Security Engineering · Pillar Reference
The 2026 LLM Security Checklist: 47 Controls Across 7 Categories
A canonical reference for auditing LLM-powered applications before production. Walk it end-to-end, answer each control yes, no, or partial, and you will surface every wedge an attacker is likely to use. Free PDF below.
Why this checklist exists
Every product shipping an LLM feature in 2026 is also shipping a fresh attack surface. The application security playbook teams learned for REST APIs (rate limit, validate inputs, scope tokens, log everything) does not directly transfer. Prompts are not request bodies. Tool calls are not RPCs. Vector stores are not relational tables. The threats that bite are the ones engineers do not yet have a reflex for.

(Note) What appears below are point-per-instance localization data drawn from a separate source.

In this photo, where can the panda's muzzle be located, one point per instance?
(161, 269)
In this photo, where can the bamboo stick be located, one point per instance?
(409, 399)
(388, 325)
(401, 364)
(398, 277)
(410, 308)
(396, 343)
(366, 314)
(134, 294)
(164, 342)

This is the checklist we wish every team had before incident response had to write the postmortem. It is built from real attack patterns observed against production LLM apps, organized into seven categories that incident retrospectives keep returning to. 47 controls total. Designed to be walked in a single 3-to-5-hour session by an engineer familiar with the system.
Scope: this checklist covers security (what an attacker can do to your system). It is not an AI safety checklist (what your system might do on benign input, like hallucinations or bias). Those are separate evaluation methodologies. The overlap is at the boundary (moderation bypass is both).
How to use this checklist
For each control, mark one of three answers:
- Yes: this control is implemented and verified in the current production system.
- No: this control is not implemented. Document the residual risk.
- Partial: partially implemented. Document what is done and what is missing.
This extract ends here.